# Compound slide retainer missing



## derrabe (Nov 25, 2019)

I have a 9b-17-1 Logan that I aquired last week. The retaining mech for the compound slide screw broke or is missing and I can't seem to find it or a part number or what it is actual called to get a replacement. So it just now unthreads and threads but won't move the slide.

Sent from my SM-N975U using Tapatalk


----------



## brino (Nov 25, 2019)

Hello and welcome to the group!

I am not familiar with the Logan models numbers. 
There are a few manuals available here:
http://vintagemachinery.org/mfgindex/detail.aspx?id=2093&tab=3
Have a look, maybe you can find an exploded view and part number.
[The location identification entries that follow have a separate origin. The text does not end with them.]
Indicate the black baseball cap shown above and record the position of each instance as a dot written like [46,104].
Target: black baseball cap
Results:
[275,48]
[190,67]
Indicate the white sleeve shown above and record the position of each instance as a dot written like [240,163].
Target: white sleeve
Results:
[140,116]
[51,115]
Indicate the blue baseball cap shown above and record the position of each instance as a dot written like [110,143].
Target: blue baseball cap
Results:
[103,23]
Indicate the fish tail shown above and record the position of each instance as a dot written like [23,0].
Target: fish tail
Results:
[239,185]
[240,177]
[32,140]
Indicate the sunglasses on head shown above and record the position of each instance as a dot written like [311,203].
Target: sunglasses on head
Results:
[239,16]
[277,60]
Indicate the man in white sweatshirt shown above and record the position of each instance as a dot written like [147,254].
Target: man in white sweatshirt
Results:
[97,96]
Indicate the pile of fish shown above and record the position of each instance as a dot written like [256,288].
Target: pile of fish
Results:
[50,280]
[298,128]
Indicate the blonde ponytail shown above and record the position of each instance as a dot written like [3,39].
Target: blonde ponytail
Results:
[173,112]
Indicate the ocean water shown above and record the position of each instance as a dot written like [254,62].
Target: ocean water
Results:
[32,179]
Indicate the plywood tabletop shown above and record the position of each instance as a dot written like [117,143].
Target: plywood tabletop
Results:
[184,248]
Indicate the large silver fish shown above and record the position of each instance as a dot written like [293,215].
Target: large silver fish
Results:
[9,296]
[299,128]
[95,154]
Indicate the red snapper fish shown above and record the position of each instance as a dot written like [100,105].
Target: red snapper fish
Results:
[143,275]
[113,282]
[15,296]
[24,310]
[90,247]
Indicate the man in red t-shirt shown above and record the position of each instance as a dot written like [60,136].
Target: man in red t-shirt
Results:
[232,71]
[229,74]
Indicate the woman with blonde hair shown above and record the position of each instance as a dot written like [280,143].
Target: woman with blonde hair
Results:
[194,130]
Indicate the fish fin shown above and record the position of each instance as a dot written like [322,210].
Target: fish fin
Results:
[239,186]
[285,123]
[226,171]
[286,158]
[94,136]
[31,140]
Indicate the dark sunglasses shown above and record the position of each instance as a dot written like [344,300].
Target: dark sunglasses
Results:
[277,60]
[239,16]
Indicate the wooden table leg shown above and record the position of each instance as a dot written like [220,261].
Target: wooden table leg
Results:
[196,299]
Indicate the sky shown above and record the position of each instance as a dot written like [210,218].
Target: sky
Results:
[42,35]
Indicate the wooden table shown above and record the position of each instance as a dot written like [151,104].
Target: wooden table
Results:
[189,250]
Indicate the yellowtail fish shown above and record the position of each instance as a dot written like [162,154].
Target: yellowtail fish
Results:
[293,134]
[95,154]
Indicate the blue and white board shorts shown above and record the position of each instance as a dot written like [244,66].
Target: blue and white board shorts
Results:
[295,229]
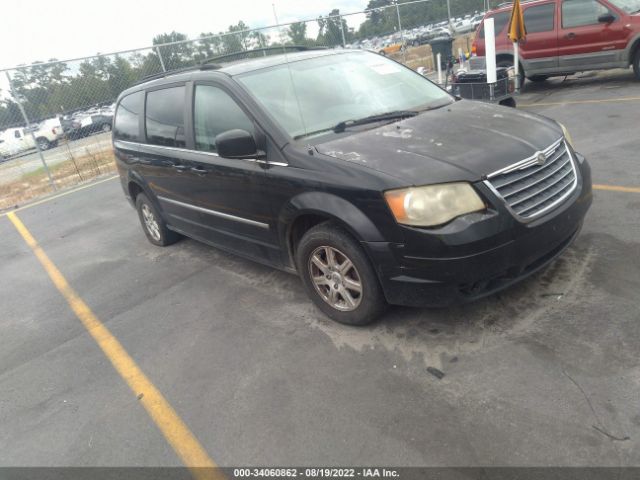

I believe some parts are still available for Logan machines.
Hopefully a Logan expert will stop by this thread with some real answers soon.
Good Luck!

-brino


----------



## Chuck K (Nov 26, 2019)

I'm trying to figure out which part you're missing. Is it the threaded collar that screws into the compound?


----------



## wa5cab (Nov 26, 2019)

I'm not a Logan expert, either.  But 9b sounds more like a South Bend model number than a Logan.  Logan model numbers all seem to be 3 and 4-digit.  For example, a Logan Model 400 is one 9" lathe family.  Best bet would be to start with a photo of the machine's nameplate.  And one of the carriage, cross slide and compound.


----------



## brino (Nov 26, 2019)

A few pictures sure would help.
-brino


----------



## Nogoingback (Nov 26, 2019)

Here's a PDF of a larger Logan than yours: not the same machine but there's a good chance the compound
is put together the same way.  If you remove the compound you can see if the compound rest nut is present:
if the handle turns but nothing happens the nut is probably the culprit.
You can also contact Logan directly by phone: they have the correct parts manuals and operators instructions for your
machine, and can supply parts as well. http://www.lathe.com is the link.
As brino said, you can also post pictures of what you have and we can help you that way.


----------



## rambin (Nov 29, 2019)

what we really need to know is....is the screw thread turning.. the part under the compound... there should be a removable panel there covering the threaded rod from chips... or when you turn the handle is it just slip;ing on the threaded rod that is suppose to move the compound.  there is a sleeve joint on mine that has failed...  unbolt the saddle take it off have a good look.


----------



## Nogoingback (Nov 29, 2019)

Are we talking about the cross slide, or the compound?  The OP, who seems to have gone AWOL said compound.


----------



## Chuck K (Nov 29, 2019)

I was thinking compound. From his description it sounds like the screw is backing out of the compound casting instead of pulling it back.


----------



## rambin (Nov 29, 2019)

hmm I misread I guess... I don't know whats going on then... hopefully he returns with pictures....


----------